# Stem Length for Urban/Trials...



## Something Clever... (Feb 8, 2005)

I have been riding *urban and trials *for over 2 years . I do not really do any park riding or djing. I have used a 70mm, 90mm, and 100mm Thomson:thumbsup: stem on my bike. I find that the 70mm is too short for trials and the 100mm is too long for urban. I know that stem length is totally up to the individual preference of the rider, but I would like some rider input. The 90mm stem seems just right, but I have always noticed that most urban riders would consider that an insanely long stem:nono: . Or am I wrong? 

Thomson does not make an 80mm stem so that is my main reason for not ever trying anything between the 70mm and 90mm. I am not against trying other companies, it is just that I naturally bought the Thomson variety because that is all I have ever used, they are relatively light, and they are bomb proof...
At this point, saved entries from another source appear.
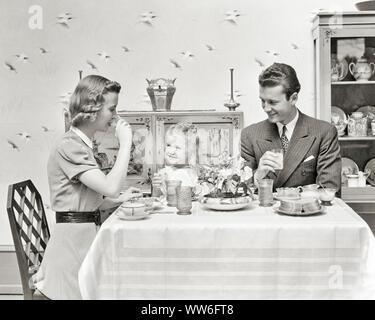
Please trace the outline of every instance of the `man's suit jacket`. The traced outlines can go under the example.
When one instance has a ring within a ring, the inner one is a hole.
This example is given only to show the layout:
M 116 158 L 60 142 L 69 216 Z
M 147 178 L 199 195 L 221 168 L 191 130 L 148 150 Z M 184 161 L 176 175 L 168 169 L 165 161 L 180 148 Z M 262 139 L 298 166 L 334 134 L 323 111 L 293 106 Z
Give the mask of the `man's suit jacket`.
M 241 156 L 253 170 L 266 151 L 281 148 L 277 125 L 268 120 L 252 124 L 241 132 Z M 284 168 L 276 174 L 270 172 L 267 177 L 274 180 L 274 188 L 321 183 L 340 194 L 341 156 L 336 128 L 299 111 L 284 154 Z

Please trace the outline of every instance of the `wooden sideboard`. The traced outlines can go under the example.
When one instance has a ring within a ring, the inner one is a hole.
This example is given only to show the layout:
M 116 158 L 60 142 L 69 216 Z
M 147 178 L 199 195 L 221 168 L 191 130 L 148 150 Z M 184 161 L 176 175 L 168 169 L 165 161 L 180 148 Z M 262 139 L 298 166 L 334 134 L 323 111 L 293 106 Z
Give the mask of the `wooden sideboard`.
M 142 185 L 147 189 L 147 179 L 164 166 L 164 135 L 178 122 L 190 122 L 197 127 L 197 163 L 215 164 L 224 152 L 237 155 L 240 152 L 243 112 L 215 110 L 118 111 L 119 116 L 130 123 L 133 144 L 128 175 L 124 187 Z M 68 130 L 69 123 L 65 123 Z M 101 169 L 110 170 L 116 159 L 118 141 L 114 129 L 97 133 L 94 153 Z

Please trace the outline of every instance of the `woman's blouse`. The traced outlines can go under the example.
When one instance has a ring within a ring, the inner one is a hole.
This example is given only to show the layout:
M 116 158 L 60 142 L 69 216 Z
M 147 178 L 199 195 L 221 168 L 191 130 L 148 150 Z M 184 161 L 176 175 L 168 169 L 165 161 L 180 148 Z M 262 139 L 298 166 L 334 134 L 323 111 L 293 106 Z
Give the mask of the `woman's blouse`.
M 54 211 L 95 211 L 103 202 L 101 194 L 79 180 L 83 172 L 99 169 L 92 147 L 87 143 L 89 138 L 85 138 L 82 131 L 73 128 L 60 138 L 50 154 L 47 172 Z

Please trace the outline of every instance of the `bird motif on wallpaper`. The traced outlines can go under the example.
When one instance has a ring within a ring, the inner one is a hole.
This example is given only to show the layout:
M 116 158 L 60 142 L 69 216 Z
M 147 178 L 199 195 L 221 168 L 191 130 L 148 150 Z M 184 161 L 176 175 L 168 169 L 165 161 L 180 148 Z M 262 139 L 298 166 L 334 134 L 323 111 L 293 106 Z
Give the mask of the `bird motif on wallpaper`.
M 182 52 L 180 52 L 180 54 L 184 57 L 184 59 L 194 58 L 194 54 L 191 53 L 190 51 L 182 51 Z
M 69 28 L 69 23 L 70 21 L 74 19 L 72 17 L 72 14 L 70 12 L 66 12 L 66 13 L 61 13 L 57 16 L 57 24 L 59 24 L 60 26 L 64 27 L 64 28 Z
M 254 61 L 255 61 L 255 63 L 259 66 L 259 67 L 261 67 L 261 68 L 264 68 L 266 65 L 260 60 L 260 59 L 258 59 L 258 58 L 254 58 Z
M 172 63 L 172 65 L 177 68 L 177 69 L 180 69 L 182 70 L 182 67 L 178 64 L 178 62 L 176 60 L 173 60 L 173 59 L 169 59 L 170 63 Z
M 214 51 L 216 48 L 210 44 L 206 44 L 206 48 L 208 51 Z
M 292 43 L 291 45 L 292 45 L 292 48 L 293 48 L 294 50 L 298 50 L 298 49 L 299 49 L 299 46 L 296 45 L 295 43 Z
M 230 97 L 230 95 L 231 95 L 230 92 L 227 92 L 227 93 L 226 93 L 226 96 L 227 96 L 227 97 Z M 234 91 L 233 91 L 233 98 L 240 98 L 240 97 L 242 97 L 242 96 L 244 96 L 244 94 L 241 93 L 240 90 L 234 90 Z
M 8 139 L 7 142 L 13 150 L 20 151 L 20 148 L 12 140 Z
M 96 65 L 93 62 L 91 62 L 90 60 L 86 60 L 86 63 L 91 67 L 92 70 L 98 70 Z
M 105 62 L 108 62 L 109 59 L 111 59 L 111 56 L 106 52 L 99 52 L 97 55 L 100 57 L 100 59 L 104 60 Z
M 280 53 L 275 50 L 266 50 L 266 53 L 274 57 L 278 57 L 280 55 Z
M 125 46 L 121 46 L 121 49 L 122 49 L 122 51 L 125 52 L 125 53 L 130 51 L 129 48 L 128 48 L 128 47 L 125 47 Z
M 242 14 L 237 9 L 227 11 L 224 13 L 224 21 L 232 25 L 237 25 L 237 20 L 241 15 Z
M 52 131 L 51 129 L 48 129 L 46 126 L 41 126 L 43 132 L 50 132 Z
M 47 50 L 44 49 L 44 48 L 39 48 L 39 51 L 40 51 L 41 54 L 49 53 L 49 51 L 47 51 Z
M 23 62 L 23 63 L 30 62 L 29 57 L 24 53 L 15 54 L 14 56 L 17 58 L 17 61 L 20 61 L 20 62 Z
M 155 15 L 155 13 L 153 11 L 143 12 L 143 13 L 140 14 L 138 22 L 143 23 L 143 24 L 145 24 L 149 27 L 152 27 L 153 26 L 152 21 L 156 17 L 157 16 Z
M 12 71 L 14 73 L 17 73 L 17 69 L 9 62 L 5 61 L 4 62 L 5 68 L 7 68 L 9 71 Z
M 18 136 L 20 136 L 22 139 L 26 140 L 26 141 L 30 141 L 31 140 L 31 135 L 30 133 L 27 133 L 27 132 L 19 132 L 17 133 Z

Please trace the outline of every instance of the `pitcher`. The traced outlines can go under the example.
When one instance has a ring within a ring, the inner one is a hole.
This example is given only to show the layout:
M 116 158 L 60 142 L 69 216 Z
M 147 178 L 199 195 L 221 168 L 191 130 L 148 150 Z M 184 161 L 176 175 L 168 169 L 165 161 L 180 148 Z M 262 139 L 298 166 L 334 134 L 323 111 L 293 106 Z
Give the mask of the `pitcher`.
M 367 59 L 362 57 L 357 63 L 349 64 L 349 71 L 357 81 L 368 81 L 375 71 L 375 64 L 368 63 Z

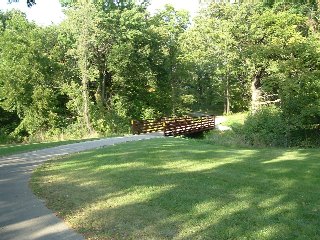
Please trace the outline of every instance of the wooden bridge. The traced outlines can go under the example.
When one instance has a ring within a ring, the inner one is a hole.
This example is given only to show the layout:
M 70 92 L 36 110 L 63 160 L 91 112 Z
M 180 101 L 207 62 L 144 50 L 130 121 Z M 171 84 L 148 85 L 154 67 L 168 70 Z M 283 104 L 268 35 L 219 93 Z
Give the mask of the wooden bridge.
M 189 135 L 215 128 L 215 116 L 132 120 L 133 134 L 163 132 L 164 136 Z

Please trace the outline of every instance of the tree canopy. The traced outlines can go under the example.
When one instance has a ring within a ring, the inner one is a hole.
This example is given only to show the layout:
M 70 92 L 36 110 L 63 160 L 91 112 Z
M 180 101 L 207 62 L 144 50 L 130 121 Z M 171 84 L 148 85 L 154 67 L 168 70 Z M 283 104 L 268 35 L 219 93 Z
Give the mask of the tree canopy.
M 55 27 L 0 14 L 0 135 L 119 133 L 133 118 L 265 105 L 288 134 L 320 123 L 309 3 L 213 3 L 190 24 L 169 5 L 151 16 L 148 1 L 62 2 Z
M 19 0 L 8 0 L 8 3 L 19 2 Z M 36 4 L 36 0 L 27 0 L 27 6 L 32 7 Z

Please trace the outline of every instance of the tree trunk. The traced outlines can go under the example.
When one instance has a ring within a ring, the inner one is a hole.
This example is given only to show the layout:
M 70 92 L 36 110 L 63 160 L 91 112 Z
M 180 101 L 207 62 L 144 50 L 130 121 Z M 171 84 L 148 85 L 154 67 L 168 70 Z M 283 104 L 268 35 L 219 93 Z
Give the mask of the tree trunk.
M 105 88 L 106 88 L 106 73 L 100 70 L 99 79 L 97 80 L 97 89 L 95 93 L 96 103 L 99 107 L 105 106 Z
M 259 71 L 253 78 L 251 83 L 251 110 L 257 111 L 260 107 L 261 101 L 261 75 L 262 71 Z
M 172 64 L 173 64 L 173 63 L 172 63 Z M 173 66 L 171 66 L 171 69 L 170 69 L 169 79 L 170 79 L 170 82 L 171 82 L 171 105 L 172 105 L 172 114 L 173 114 L 173 115 L 176 115 L 176 113 L 177 113 L 177 99 L 176 99 L 177 87 L 176 87 L 176 79 L 175 79 L 175 74 L 174 74 Z
M 90 110 L 89 110 L 89 73 L 88 73 L 88 63 L 87 63 L 87 53 L 86 50 L 82 52 L 82 59 L 79 60 L 79 68 L 81 72 L 81 93 L 82 93 L 82 117 L 84 125 L 88 133 L 92 133 L 93 129 L 90 122 Z
M 86 125 L 86 129 L 89 133 L 93 132 L 90 121 L 90 112 L 89 112 L 89 92 L 88 92 L 88 82 L 86 77 L 82 78 L 82 98 L 83 98 L 83 119 Z
M 101 81 L 101 102 L 102 105 L 105 106 L 106 105 L 106 70 L 103 71 L 102 74 L 102 81 Z
M 84 1 L 85 3 L 86 1 Z M 90 121 L 90 109 L 89 109 L 89 81 L 90 81 L 90 66 L 89 66 L 89 41 L 90 41 L 90 32 L 89 32 L 89 22 L 88 16 L 90 15 L 90 6 L 88 3 L 84 4 L 84 24 L 81 26 L 81 34 L 78 39 L 78 64 L 81 72 L 81 85 L 82 85 L 82 98 L 83 98 L 83 121 L 86 127 L 86 130 L 89 134 L 93 133 L 93 128 Z
M 106 108 L 111 98 L 112 75 L 107 70 L 99 70 L 99 84 L 95 92 L 96 103 Z
M 226 114 L 226 115 L 230 114 L 230 89 L 229 89 L 229 78 L 228 78 L 228 76 L 226 76 L 224 114 Z

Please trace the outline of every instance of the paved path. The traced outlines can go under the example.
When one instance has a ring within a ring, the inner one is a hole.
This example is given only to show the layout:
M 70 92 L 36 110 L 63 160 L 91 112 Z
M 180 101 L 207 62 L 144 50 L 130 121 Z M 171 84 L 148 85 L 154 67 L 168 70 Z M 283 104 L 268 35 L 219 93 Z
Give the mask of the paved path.
M 33 195 L 32 170 L 50 158 L 159 136 L 107 138 L 0 157 L 0 240 L 83 240 Z

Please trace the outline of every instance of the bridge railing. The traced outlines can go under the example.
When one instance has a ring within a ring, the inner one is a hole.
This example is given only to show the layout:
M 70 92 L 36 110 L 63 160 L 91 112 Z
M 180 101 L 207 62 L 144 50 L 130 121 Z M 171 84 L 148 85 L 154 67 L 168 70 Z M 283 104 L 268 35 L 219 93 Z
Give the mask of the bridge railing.
M 133 134 L 163 132 L 165 136 L 187 135 L 215 128 L 215 116 L 175 117 L 131 122 Z
M 133 134 L 161 132 L 164 129 L 164 120 L 161 119 L 146 119 L 132 120 L 131 130 Z

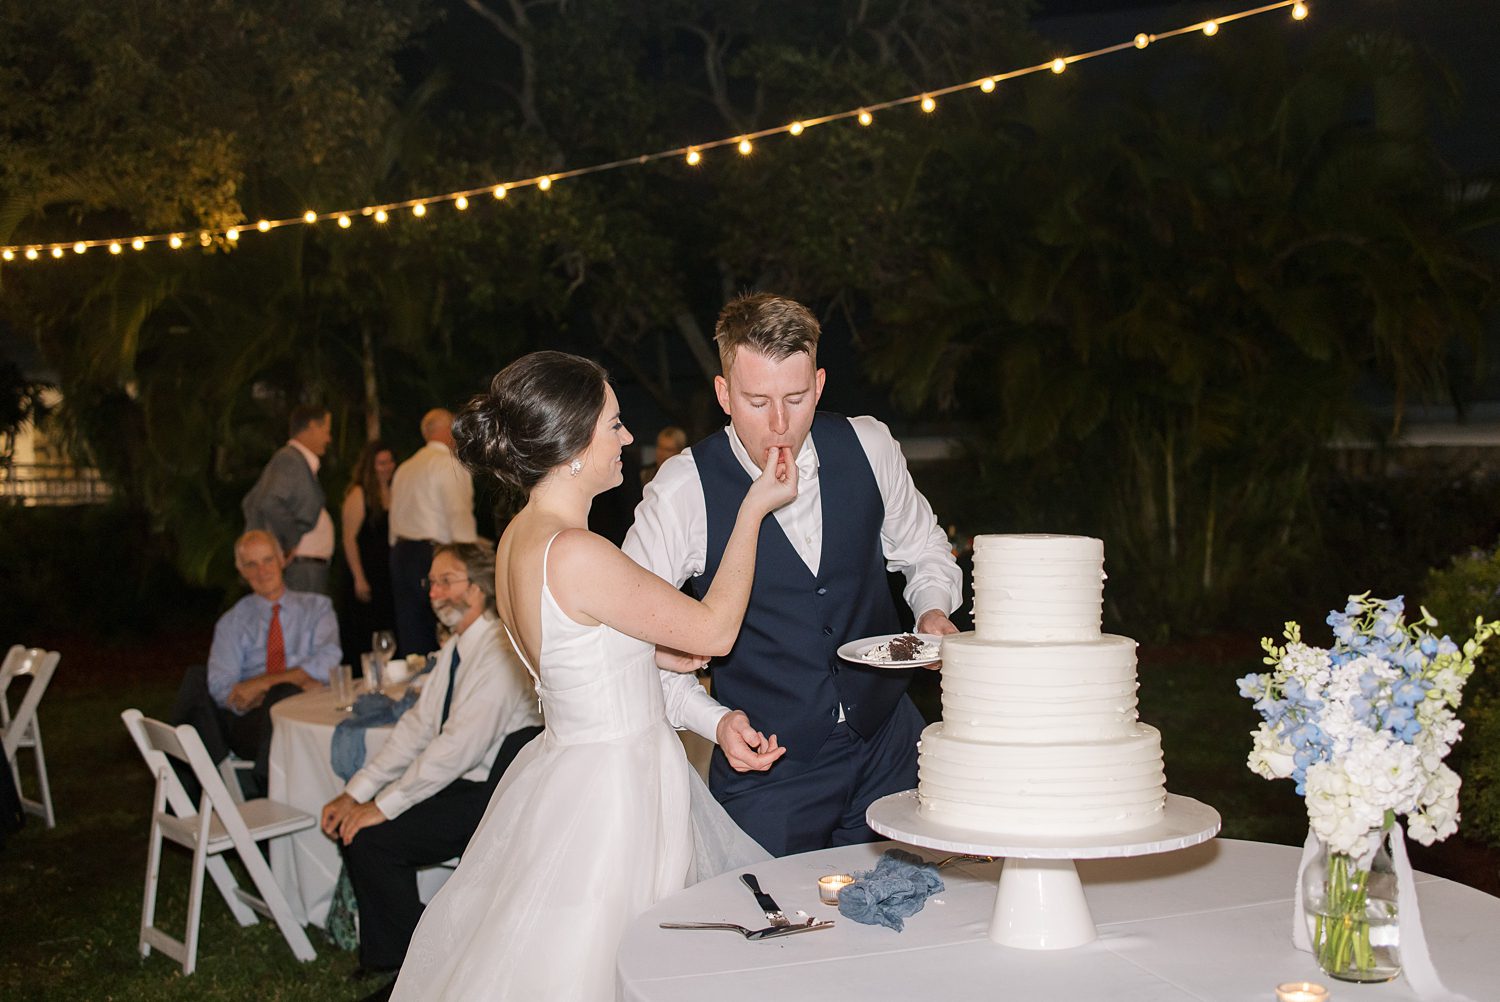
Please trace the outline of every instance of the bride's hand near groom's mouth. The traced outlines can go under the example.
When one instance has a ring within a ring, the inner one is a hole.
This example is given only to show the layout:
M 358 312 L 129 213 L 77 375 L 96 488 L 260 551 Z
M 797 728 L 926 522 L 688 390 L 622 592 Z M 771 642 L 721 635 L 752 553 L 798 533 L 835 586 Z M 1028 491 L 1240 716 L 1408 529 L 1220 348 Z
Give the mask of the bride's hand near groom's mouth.
M 735 772 L 765 772 L 786 754 L 776 743 L 776 735 L 768 738 L 750 726 L 744 710 L 730 710 L 720 717 L 714 738 Z
M 790 446 L 773 445 L 766 450 L 760 476 L 750 485 L 745 503 L 754 504 L 763 515 L 790 504 L 797 497 L 797 463 Z

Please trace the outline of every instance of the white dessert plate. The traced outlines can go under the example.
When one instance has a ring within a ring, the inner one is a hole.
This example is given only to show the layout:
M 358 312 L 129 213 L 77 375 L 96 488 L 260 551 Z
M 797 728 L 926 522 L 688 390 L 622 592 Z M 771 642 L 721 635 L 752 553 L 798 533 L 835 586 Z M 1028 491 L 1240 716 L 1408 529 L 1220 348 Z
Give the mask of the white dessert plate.
M 915 661 L 871 661 L 865 657 L 865 654 L 871 648 L 879 647 L 881 644 L 889 643 L 897 637 L 904 635 L 905 634 L 901 633 L 883 633 L 878 637 L 865 637 L 863 640 L 851 640 L 847 644 L 839 647 L 839 657 L 843 658 L 845 661 L 852 661 L 857 665 L 868 665 L 872 668 L 920 668 L 923 665 L 935 664 L 938 661 L 943 660 L 941 655 L 930 658 L 917 658 Z M 913 634 L 913 636 L 921 638 L 923 643 L 937 644 L 939 645 L 939 650 L 941 650 L 943 638 L 938 636 L 937 634 L 916 633 Z

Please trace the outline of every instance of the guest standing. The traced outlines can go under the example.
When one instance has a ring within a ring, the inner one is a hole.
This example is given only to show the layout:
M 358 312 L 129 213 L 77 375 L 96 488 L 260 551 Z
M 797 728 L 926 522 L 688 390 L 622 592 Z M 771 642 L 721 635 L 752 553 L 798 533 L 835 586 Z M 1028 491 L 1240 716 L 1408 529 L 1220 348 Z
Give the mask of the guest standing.
M 641 470 L 641 485 L 649 484 L 656 471 L 661 469 L 661 464 L 677 455 L 687 448 L 687 432 L 669 424 L 656 433 L 656 456 L 653 457 L 651 465 Z
M 370 636 L 376 630 L 396 628 L 389 537 L 395 472 L 396 454 L 391 447 L 379 440 L 366 442 L 344 492 L 344 562 L 349 565 L 350 588 L 342 632 L 344 654 L 351 661 L 370 649 Z
M 396 646 L 401 654 L 437 647 L 437 618 L 422 578 L 439 543 L 472 543 L 474 481 L 453 455 L 453 414 L 434 408 L 422 416 L 426 442 L 396 467 L 391 480 L 391 593 L 396 607 Z
M 359 903 L 359 965 L 395 971 L 422 902 L 417 870 L 464 851 L 490 792 L 541 733 L 536 689 L 495 618 L 495 552 L 437 548 L 432 608 L 452 637 L 422 694 L 380 751 L 323 807 L 322 827 L 344 846 Z
M 252 760 L 254 793 L 264 796 L 271 706 L 327 683 L 339 662 L 339 628 L 327 595 L 286 587 L 281 547 L 269 532 L 241 536 L 234 562 L 251 594 L 214 624 L 208 665 L 188 669 L 172 722 L 192 724 L 215 762 L 231 751 Z
M 318 469 L 333 440 L 333 415 L 299 404 L 287 426 L 290 440 L 271 456 L 240 508 L 247 530 L 270 532 L 288 555 L 287 587 L 326 595 L 334 533 Z

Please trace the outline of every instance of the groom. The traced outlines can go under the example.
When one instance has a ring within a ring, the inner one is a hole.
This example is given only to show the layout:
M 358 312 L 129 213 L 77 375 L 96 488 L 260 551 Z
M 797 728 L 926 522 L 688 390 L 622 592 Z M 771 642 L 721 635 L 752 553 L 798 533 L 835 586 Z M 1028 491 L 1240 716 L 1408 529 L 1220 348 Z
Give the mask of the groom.
M 789 299 L 745 295 L 724 307 L 714 391 L 729 427 L 661 467 L 623 547 L 702 598 L 767 450 L 796 455 L 797 498 L 762 524 L 744 625 L 714 662 L 717 700 L 691 675 L 662 677 L 672 724 L 717 739 L 714 796 L 777 856 L 874 841 L 865 809 L 917 785 L 910 670 L 838 656 L 846 641 L 900 628 L 887 568 L 906 576 L 918 632 L 957 632 L 948 613 L 961 594 L 948 538 L 889 430 L 816 410 L 819 333 Z M 755 727 L 779 736 L 780 761 Z

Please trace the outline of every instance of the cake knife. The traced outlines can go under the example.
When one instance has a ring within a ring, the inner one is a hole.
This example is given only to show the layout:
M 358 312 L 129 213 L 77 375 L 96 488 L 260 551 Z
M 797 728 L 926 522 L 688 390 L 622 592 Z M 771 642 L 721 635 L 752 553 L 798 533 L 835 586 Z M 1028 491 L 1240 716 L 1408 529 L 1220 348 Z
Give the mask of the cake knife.
M 760 905 L 760 910 L 766 913 L 766 921 L 770 922 L 773 926 L 787 926 L 792 924 L 781 913 L 781 906 L 776 903 L 776 899 L 760 889 L 760 881 L 755 879 L 755 874 L 742 873 L 740 874 L 740 880 L 744 881 L 745 886 L 750 888 L 750 893 L 755 895 L 755 903 Z

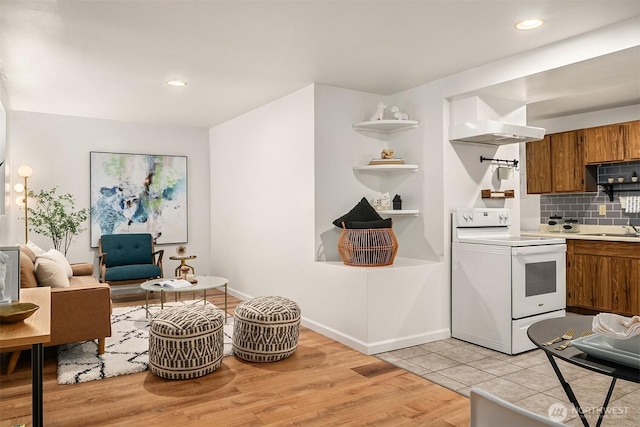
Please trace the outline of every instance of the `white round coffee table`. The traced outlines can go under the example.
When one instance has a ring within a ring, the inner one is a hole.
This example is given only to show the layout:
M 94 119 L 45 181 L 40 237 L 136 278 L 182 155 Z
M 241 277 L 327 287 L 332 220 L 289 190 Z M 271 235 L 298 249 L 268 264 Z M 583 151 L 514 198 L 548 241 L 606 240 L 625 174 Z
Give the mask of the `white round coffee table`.
M 164 309 L 164 294 L 165 293 L 174 293 L 176 294 L 176 299 L 179 296 L 180 292 L 198 292 L 202 291 L 204 293 L 202 299 L 204 304 L 207 303 L 207 290 L 222 288 L 224 287 L 224 314 L 225 314 L 225 323 L 227 319 L 227 283 L 229 283 L 229 279 L 225 277 L 219 276 L 196 276 L 197 283 L 192 284 L 187 288 L 166 288 L 160 286 L 160 282 L 164 282 L 166 280 L 170 280 L 167 278 L 160 279 L 152 279 L 147 280 L 146 282 L 142 282 L 140 287 L 146 291 L 145 298 L 145 311 L 146 316 L 149 317 L 149 292 L 160 292 L 160 309 Z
Please list your *riding style and stem length *so that I might reason buying yet another stem...


----------



## fiddy_ryder (Jun 15, 2005)

urban/dj,, 50mm.. thats about as long as youll see on a urban/dj bike. and yes 90mm is insanely long for that type of riding


----------



## Something Clever... (Feb 8, 2005)

urban maybe... but trials no...

any others ride urban/trials?


----------



## JBsoxB (May 18, 2004)

i run a 35mm for urban/park. it is hard to pedal kick:madman:


----------



## Anshwa (Oct 7, 2005)

I have 60mm on mine. I use it for jumping, urban & I TRY to do some trialsy stuff.


----------